The business community can claim that high corporate tax rate is a reason for private investment stagnating. Nevertheless, the first possible reason why the ratio of private investment to GDP is lower than the projection of the Seventh Five Year Plan (2016-2020) is “saturation effect”. It means that the private investors are satisfied with the current level of investment. The second reason would be that a higher level of investment is excessively risky. The third possible reason would be lack of mega-investments in private sector. However, the recent large private investment and joint-venture in power, LNG and cement can introduce a new era by altering the traditional landscape of private investment. In other words, the country can witness a new age of private investment given the existing corporate tax structure.
Is the growing mega-investment in public and private sectors as well as the fragrance of impressive growth creating hope among the general masses for higher income and ownership of resources? The painful truth is that it is being concentrated among business community and high-incomehouse holds. The reason is mainly the existing income, especially corporate tax rate. An important principle of any tax structure is to achieve income equality through redistribution of tax revenue.
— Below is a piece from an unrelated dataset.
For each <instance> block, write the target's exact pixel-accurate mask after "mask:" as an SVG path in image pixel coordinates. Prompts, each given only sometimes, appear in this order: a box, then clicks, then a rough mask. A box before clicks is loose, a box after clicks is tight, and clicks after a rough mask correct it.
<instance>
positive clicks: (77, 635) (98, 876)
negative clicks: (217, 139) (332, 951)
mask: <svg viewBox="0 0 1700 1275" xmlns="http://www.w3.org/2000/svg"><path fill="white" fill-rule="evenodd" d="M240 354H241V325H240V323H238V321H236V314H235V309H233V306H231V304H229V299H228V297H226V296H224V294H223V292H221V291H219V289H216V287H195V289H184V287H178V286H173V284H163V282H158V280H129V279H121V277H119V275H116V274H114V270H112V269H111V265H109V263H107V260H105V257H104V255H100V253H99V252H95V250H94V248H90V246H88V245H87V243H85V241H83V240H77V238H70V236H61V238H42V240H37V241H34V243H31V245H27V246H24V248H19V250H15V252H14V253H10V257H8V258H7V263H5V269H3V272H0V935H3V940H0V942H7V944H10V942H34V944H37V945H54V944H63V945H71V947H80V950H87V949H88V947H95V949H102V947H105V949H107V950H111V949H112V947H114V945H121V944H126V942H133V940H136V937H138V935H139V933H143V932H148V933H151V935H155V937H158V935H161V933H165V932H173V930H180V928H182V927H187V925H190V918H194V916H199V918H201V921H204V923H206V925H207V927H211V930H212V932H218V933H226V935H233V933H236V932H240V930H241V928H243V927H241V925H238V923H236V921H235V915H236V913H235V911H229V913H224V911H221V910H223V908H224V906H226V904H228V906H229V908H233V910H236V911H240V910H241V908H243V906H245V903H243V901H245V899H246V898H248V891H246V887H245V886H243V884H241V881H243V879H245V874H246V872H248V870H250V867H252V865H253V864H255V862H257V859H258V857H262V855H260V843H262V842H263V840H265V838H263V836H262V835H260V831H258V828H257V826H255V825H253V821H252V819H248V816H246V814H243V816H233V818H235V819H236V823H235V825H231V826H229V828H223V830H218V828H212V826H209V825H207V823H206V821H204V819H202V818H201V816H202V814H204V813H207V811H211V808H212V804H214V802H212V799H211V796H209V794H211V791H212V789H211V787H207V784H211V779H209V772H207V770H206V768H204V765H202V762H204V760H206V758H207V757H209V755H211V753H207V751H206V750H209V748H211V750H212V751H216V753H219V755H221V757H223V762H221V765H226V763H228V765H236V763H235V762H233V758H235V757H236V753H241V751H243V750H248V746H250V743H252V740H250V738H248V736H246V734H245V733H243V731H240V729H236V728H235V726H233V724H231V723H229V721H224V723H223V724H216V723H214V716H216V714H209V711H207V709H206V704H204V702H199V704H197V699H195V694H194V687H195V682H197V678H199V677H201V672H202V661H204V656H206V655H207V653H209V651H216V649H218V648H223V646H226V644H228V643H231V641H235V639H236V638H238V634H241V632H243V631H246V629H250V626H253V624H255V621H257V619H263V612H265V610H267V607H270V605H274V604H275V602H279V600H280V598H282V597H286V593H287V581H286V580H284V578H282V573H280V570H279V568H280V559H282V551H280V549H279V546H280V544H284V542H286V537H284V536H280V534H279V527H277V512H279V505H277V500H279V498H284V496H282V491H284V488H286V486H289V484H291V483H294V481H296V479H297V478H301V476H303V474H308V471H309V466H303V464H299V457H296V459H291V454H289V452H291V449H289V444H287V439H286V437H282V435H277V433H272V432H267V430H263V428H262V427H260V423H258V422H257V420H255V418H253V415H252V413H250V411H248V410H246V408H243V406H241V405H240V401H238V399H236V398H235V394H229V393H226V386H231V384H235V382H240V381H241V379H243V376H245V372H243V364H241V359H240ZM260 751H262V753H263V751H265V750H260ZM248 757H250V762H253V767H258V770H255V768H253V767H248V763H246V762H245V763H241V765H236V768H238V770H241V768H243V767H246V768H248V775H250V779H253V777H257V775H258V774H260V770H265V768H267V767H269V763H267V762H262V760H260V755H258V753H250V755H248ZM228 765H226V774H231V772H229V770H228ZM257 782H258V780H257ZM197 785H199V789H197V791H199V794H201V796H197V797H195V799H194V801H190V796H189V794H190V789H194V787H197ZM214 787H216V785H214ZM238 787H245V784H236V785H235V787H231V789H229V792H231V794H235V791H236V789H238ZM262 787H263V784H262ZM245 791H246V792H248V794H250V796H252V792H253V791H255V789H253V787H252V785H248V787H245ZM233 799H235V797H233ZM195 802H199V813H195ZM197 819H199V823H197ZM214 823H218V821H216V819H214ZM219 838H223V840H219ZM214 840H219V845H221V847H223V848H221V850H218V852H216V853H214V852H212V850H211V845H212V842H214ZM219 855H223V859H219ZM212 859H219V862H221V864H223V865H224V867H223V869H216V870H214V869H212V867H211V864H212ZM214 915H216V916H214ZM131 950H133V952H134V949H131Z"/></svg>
The results of Household Income and Expenditure Survey 2016 of BBS imply that the income and resource has concentrated abnormally among the business community. While the bottom 10 percent (extreme poor) had 2 percent share in total income in 2010, it has become just half (1.01 per cent) in 2016. Share of the bottom 20 percent (poor) has reduced from 5.22 percent of total income in 2010 to 3.84 percent in 2016. Conversely, the share of the top 5 percent (business people/rich persons) has increased from 24.6 percent in 2010 to 27.9 percent in 2016. Gini index of income inequality has increased from 0.458 in 2010 to 0.483 in 2016. Inequality has increased both in rural and urban areas. It implies that even if economic growth has been praised for its contribution in reducing poverty, escalating income inequality has produced a big question mark on its overall contribution to the economy and society. If not addressed through significant reform in fiscal policy, such tendency will continue to remain a formidable barrier to achieving the Sustainable Development Goal (SDG) 10 of arresting income disparity.
An effective means of reducing the reckless income inequality is to undertake a poor-friendly tax structure reform. Its main objective should be to increase income and ownership of resources of low-income population through redistribution, keeping the tax rate at an optimal level that does not discourage trade and investment. If income and resources of mass population do not increase substantially, their consumption and domestic market would not expand. The consumption items of high income people are usually luxury ones, which come from outside markets. Conversely, consumer items of mass people are normal goods, which mostly come from the domestic market. Therefore, increasing share of mass population would help increase the domestic economy, raise government revenue and accelerate economic growth.
Hopefully the NBR will effectively consider these aspects while making any decision on tax structure for the upcoming budget.
Dr Mahfuz Kabir is Acting Research Director at Bangladesh Institute of International and Strategic Studies (BIISS), Dhaka.